Researchers Uri Gneezy, with the University of California and Alex Imasc with the University of Amsterdam have together found that men understand the impact anger has on decision making and use that knowledge to help them manipulate other men when engaging in contests of both skill and strength. They have had their paper describing a study they conducted on the subject printed in the journal Proceedings of the National Academy of Sciences.

Most people intuitively understand that they and other people don't make decisions as well when angry as they do when they are calm. What's unclear is if people use that knowledge to manipulate other people—for example, by making them angry when trying to beat them at something. In this latest effort the pair of researchers sought to find out, if only in a limited way.

Gneezy and Imasc focused strictly on young men for their study, enlisting the services of 140 male college students as volunteers. They asked them to participate in two types of experiments. In the first, all of the volunteers were asked to squeeze a device as hard as they could to see who could squeeze the hardest. To add an element of anger, they paired up the volunteers and allowed one to also assign administrative work to the other—the assumption being that the more work given, the more angry the second volunteer would become. In the second experiment, the volunteers were again paired off this time to compete against one another in a computer game—part of which had a component that would allow one player to antagonize the other, and vice-versa, thus giving them the opportunity to make one another angry, or not.

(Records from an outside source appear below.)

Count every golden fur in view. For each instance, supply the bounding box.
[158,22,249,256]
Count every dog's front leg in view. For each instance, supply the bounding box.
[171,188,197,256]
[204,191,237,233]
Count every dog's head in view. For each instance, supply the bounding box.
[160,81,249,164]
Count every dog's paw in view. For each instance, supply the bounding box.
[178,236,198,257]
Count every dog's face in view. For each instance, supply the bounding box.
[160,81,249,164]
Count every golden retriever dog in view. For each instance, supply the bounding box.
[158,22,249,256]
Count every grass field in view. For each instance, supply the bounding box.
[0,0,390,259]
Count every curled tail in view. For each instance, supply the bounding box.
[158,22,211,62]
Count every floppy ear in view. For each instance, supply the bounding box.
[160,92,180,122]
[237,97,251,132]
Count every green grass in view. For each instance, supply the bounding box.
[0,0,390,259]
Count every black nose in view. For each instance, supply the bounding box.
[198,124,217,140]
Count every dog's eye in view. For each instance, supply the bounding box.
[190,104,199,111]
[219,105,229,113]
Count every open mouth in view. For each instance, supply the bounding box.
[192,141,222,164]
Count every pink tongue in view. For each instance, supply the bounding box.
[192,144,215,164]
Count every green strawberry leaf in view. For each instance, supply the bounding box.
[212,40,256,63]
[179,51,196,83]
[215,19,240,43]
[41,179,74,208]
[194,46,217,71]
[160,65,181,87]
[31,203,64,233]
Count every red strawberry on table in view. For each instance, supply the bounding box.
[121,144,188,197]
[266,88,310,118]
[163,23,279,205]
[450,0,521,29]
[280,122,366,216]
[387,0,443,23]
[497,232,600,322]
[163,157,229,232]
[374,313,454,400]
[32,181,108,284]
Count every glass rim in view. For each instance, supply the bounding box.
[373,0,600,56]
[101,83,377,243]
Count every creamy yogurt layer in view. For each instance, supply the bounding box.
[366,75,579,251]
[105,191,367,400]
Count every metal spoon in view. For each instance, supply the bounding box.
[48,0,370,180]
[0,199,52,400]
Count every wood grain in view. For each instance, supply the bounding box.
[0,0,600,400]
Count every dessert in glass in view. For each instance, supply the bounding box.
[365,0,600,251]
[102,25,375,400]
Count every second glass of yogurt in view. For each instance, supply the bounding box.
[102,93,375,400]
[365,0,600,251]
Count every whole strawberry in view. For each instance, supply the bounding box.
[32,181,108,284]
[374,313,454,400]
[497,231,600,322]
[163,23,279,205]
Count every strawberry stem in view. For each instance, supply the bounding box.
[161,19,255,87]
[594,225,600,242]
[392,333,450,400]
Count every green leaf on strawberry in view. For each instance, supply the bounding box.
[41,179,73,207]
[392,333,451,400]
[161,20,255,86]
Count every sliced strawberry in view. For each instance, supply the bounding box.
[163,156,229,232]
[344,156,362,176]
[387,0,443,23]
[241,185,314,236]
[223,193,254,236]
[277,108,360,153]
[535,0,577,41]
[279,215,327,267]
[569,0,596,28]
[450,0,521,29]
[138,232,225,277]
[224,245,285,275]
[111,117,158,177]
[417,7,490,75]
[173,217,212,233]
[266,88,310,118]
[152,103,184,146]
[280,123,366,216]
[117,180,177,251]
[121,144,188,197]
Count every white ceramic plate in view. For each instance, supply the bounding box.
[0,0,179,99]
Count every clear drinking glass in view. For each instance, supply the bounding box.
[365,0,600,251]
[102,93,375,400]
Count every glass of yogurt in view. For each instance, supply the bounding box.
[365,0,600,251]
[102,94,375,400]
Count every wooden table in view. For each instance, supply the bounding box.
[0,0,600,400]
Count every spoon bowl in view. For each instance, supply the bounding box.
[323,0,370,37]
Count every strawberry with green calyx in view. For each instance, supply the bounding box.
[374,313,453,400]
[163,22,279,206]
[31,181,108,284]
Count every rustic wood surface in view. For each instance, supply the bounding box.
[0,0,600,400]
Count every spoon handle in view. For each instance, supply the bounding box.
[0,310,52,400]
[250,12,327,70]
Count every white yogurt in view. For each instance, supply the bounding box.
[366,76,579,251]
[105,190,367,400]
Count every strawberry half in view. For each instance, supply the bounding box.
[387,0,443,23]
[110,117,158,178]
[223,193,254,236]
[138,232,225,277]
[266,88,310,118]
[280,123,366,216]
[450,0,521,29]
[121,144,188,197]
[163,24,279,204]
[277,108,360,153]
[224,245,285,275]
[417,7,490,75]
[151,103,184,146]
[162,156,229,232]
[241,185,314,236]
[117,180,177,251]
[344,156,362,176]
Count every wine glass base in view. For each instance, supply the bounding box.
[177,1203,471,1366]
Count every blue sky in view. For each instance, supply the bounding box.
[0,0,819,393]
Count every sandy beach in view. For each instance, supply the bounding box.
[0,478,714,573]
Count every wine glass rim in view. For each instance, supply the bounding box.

In analyzing the results of both studies, the researchers found that when angering an opponent resulted in a better outcome for themselves (causing their opponent to lose concentration on a skill game) the men chose to anger the other man when possible. But when doing so would offer no such gains, or worse if it gave the opponent an edge (being angry might make them perform better with the hand grip) the men tended to not resort to making their opponent angry.

The researchers claim their limited test suggests that men use anger as a tool to manipulate other men (and possibly women) when wishing to best an opponent. Oddly, the researchers chose to not interview the volunteers to learn whether they were using anger intentionally or if it was an inadvertent response that came about without them having to even think about it.